The Chinese Bone Collector
Paul Wong, in collaboration with Jeffery Chong, 2018
3:24, colour, sound, in English
video projection mapping
In Fall 2018, Paul Wong and Jeffery Chong, along with six other artists, were commissioned by Victoria’s Flux Media Art Gallery to create Invocations: Video Projections About Place and Time, a series of site-specific public video mapping projections around Victoria, BC, from September 12 to 18. Artists chose the locations, and created works focusing on the history associated with these places.
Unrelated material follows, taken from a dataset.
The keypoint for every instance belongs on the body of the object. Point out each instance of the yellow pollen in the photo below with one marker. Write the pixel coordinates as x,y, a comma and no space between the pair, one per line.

The Chinese Bone Collector took place in the Chinese Cemetery at Harling Point on September 12, 2018 at sunset. The two-part event was comprised of a ritual performed by Jeffery Chong and his family that honoured the memory of his great-grandfather, 鄭慶仰 Chong Hing Young (1874-1928), who is buried in this cemetery. This was an intimate ritual of ancestral worship at the grave where Chong and his parents burned joss sticks, joss paper, spirit money, and gave food offerings.
This was followed by an experiential video mapping projection, honouring the memory, and the spirits of other sojourners whose bones were never returned to China. The mapping took place at the altar on the shoreline facing west towards home, China. Participants were given joss items to burn at the altar to celebrate their own deceased relatives. This Chinese practice involved using all five senses: sight, sound, smell, taste, and touch.
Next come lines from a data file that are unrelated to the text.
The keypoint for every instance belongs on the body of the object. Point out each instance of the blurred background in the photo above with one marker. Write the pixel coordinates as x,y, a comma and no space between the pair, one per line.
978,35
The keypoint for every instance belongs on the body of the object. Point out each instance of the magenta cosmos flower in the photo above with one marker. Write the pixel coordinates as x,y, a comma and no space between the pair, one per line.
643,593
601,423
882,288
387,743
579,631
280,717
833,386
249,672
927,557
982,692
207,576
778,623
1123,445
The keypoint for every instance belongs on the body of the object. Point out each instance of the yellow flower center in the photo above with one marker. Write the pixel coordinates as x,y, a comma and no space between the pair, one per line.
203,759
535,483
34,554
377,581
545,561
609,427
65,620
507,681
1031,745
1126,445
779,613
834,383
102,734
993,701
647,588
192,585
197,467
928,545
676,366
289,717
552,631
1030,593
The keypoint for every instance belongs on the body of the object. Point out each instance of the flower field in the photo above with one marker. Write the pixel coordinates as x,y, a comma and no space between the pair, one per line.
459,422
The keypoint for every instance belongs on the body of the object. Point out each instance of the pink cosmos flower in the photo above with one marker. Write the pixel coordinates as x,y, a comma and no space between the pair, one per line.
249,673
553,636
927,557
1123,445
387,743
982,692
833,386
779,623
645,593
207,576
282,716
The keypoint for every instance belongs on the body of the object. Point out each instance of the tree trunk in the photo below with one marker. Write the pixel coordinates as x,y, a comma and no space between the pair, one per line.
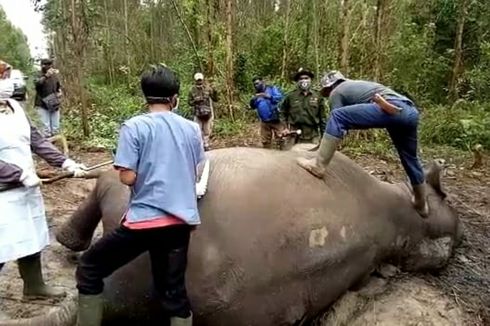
458,51
79,46
378,38
285,40
344,35
230,88
126,42
209,36
108,50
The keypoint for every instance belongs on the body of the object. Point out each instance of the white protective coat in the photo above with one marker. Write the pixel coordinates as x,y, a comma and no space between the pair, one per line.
23,226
The Chinese Bone Collector video incorporates re-worked footage from Wong’s previous work Chinaman’s Peak: Walking the Mountain (1992), where a reenactment of a Chinese bone collector (played by Wong) unearths and collects bones for their safe transport back to China. This footage is intertwined with contemporary 16mm footage (filmed by Chong) of the Chinese Cemetery, and archival photographs belonging to both the Wong and Chong families.
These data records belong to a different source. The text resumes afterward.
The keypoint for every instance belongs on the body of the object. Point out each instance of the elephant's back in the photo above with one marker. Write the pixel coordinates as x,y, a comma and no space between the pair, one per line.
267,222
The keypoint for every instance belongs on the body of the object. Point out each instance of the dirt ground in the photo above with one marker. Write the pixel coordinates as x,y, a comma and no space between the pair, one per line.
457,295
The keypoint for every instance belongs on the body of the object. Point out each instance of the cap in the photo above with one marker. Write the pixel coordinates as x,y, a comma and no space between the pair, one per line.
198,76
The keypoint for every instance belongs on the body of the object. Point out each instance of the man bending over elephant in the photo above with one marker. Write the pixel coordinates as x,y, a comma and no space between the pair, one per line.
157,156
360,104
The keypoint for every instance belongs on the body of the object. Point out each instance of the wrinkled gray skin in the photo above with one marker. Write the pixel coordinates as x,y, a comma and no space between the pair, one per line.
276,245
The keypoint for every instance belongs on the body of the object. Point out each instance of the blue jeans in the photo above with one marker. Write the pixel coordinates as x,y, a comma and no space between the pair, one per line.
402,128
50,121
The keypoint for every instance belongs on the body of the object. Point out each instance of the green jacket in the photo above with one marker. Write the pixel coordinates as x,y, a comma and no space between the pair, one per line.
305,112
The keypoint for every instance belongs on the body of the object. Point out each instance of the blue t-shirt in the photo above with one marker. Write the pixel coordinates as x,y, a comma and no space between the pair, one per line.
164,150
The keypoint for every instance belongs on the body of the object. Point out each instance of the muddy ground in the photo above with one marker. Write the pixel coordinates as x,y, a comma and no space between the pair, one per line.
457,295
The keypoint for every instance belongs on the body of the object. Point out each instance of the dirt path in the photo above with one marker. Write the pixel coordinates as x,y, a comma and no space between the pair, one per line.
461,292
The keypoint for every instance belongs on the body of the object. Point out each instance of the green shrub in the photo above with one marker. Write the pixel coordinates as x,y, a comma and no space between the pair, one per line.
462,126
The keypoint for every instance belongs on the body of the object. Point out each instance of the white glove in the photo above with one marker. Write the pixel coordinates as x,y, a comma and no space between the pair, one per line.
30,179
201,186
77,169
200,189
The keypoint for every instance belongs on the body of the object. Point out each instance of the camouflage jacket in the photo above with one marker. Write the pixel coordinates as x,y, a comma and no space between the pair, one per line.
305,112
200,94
The Chinese Cemetery at Harling Point was opened in 1903 by the Chinese Consolidated Benevolent Association. This location was the only Chinese cemetery in the region, and acted as a temporary place of rest for deceased Chinese settlers before their eventual return to their ancestral home villages in China. The dead were traditionally buried for seven years to allow for complete decomposition, after which they would be disinterred, and their bones cleaned and dried for their final journey back to China. The remains of many Chinese workers from across Canada were collected by bone collectors. Many of these remains in this cemetery were never shipped back to the motherland due to interrupted shipping during the Japanese occupation of China and Hong Kong during WWII, then followed by the Communist revolution and the founding of the People’s Republic of China in 1949. The Chinese Cemetery is designated a National Historic Site by the Government of Canada, and is the oldest of its kind in North America.